Den neuen Titel lieferte die Überschrift einer Rubrik in der
Zeitung "Critica", für die Juan Carlos Onetti gelegentlich
schrieb.
Die Inspiration zu diesem Roman hatte Juan Carlos Onetti, nachdem ihm
zwei Anarchisten, ein Italiener und ein Spanier, die gegen Francos
aufständische Truppen gekämpft hatten, vom Chaos in
der Stadt Valencia, zu dem es nach dem Zusammenbruch der
republikanischen Front gekommen war, erzählten. Sie
schilderten auch die spezielle Entsendung eines Schiffes zwecks
Evakuierung der Republikaner, für das jedoch nur Kommunisten
den speziellen, heiß ersehnten Stempel erhielten, der die
Rettung und Ausreise aus Valencia bedeutete.

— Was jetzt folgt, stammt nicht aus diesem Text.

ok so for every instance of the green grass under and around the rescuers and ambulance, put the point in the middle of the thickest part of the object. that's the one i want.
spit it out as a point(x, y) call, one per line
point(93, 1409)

Onettis Roman, dessen Handlung sich auf nur eine Nacht verteilt,
beginnt mit einem
Anruf, der dem Protagonisten Ossorio eine Passage in Aussicht
stellt. Ossorio wird in eine Bar gerufen, in der sich im Laufe dieser
Nacht einige gewaltsame Tode ereignen, Hoffnungen zerstreuen und
Freundschaften an Opportunismus und mangelnder Loyalität
zerbrechen werden. Bezeichnenderweise heißt Onettis Bar, die
im Mittelpunkt des Geschehens steht "The First and the Last".

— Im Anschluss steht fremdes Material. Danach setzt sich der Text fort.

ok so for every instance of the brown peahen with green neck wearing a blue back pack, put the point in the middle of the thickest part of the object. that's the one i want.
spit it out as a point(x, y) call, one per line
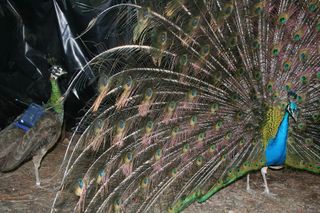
point(23, 140)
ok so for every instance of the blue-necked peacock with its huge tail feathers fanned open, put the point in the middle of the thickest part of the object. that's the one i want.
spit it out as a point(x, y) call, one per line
point(204, 93)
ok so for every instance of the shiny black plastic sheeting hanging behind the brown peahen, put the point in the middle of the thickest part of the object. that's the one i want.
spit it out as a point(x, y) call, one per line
point(36, 34)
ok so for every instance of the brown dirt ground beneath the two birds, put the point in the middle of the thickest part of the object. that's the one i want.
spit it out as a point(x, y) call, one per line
point(296, 191)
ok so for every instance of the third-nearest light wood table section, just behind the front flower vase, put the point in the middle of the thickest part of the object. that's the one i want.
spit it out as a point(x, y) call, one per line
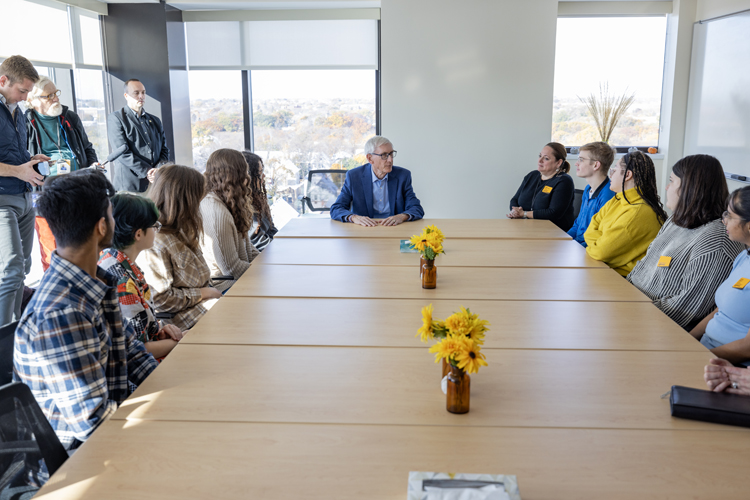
point(393, 323)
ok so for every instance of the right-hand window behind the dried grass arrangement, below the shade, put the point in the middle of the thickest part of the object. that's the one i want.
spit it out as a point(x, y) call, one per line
point(624, 53)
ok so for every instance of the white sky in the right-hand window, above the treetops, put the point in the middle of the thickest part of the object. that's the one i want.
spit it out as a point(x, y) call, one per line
point(626, 52)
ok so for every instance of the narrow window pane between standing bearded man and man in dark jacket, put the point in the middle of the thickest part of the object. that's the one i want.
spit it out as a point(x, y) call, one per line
point(90, 103)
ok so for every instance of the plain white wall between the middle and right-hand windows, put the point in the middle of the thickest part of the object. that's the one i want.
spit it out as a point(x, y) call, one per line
point(467, 97)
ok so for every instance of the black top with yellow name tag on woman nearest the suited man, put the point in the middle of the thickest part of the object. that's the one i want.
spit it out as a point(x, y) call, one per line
point(556, 204)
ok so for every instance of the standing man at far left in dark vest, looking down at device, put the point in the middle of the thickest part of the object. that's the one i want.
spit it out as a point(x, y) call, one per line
point(17, 176)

Der Autor nimmt sich der menschlichen Psyche an, im Moment der
größten Verzweiflung im Kampf ums Überleben
und an dem Punkt, an dem sich die Frage der moralischen
Integrität stellt und der Mensch bewusst oder unbewusst
entscheidet, wie weit er bereit ist zu gehen, um seine eigene Haut zu
retten.
In diesem dichten amoralischen Nebel betrügt jeder jeden, und
die Machtverhältnisse ändern sich so schlagartig,
dass der Henker binnen Sekunden zum Gejagten werden kann.
Ossorios moralische Werte werden durch die Tochter seines Freundes, den
er zu seinen Gunsten an die Machthaber ausgeliefert hatte, ins Wanken
gebracht. Juan Carlos Onetti erlaubt somit auch in dieser
nächtlichen Hölle einen schwachen Lichtstrahl, der
ein Fünkchen Hoffnung zulässt.
"Für diese Nacht" ist Juan Carlos Onettis politischster Roman
und zugleich seine wahrscheinlich eindringlichste Auseinandersetzung
mit dem von ihm geliebten Genre des "Crime Noir". Leser von Raymond
Chandler werden sich in einigen Passagen an stilistische Momente und
Stimmungen aus den Romanen um Philip Marlowe erinnert fühlen.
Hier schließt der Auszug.